The Giro would never become a total success for Greg. After his second Tour de France win, he would end up handling spring as a training course. Not much more, except maybe for Paris-Roubaix in 1992. In 1990 Greg started the Giro as the perfect race to lose some weight and get back in the game. The world champion “trained” almost 3 hours more than winner Gianni Bugno raced. In 1991, despite a super bonus promised by Gelati Sanson, the occasional Z team sponsor in Italian races, for winning the Giro, Greg didn’t do any better and left the race before the end. “Ten years ago, the Giro was a quiet race, with off days.
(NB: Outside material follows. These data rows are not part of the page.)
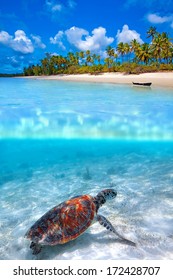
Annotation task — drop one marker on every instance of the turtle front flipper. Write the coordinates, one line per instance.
(104, 222)
(36, 248)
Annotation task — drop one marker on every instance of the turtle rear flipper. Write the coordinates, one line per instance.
(36, 248)
(104, 222)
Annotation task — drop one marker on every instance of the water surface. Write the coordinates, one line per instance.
(52, 132)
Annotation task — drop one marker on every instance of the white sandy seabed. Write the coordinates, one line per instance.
(142, 210)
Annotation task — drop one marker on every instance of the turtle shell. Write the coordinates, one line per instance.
(64, 222)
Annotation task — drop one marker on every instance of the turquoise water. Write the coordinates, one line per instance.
(52, 133)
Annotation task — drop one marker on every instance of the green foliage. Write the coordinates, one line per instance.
(132, 58)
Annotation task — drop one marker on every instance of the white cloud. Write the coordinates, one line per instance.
(156, 18)
(53, 6)
(127, 35)
(5, 37)
(20, 42)
(57, 39)
(37, 41)
(81, 39)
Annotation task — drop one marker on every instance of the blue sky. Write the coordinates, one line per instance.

I remember finishing 3rd and 4th in 1985/86 without really trying. At that time I could race it after 4 weeks of training in the US after leaving Europe after Liège. It was a race of February level. For the last 2-3 years it’s become like the Tour. To make a top 20 you have to peak for it.”. When Greg quit the Giro in 1993 it would be for good.
The pink jersey was maybe never a real ambition, but I really wanted to see LeMond someday riding in that nice pink jersey. It would have looked really good on him. Pretty in pink, don’t you think?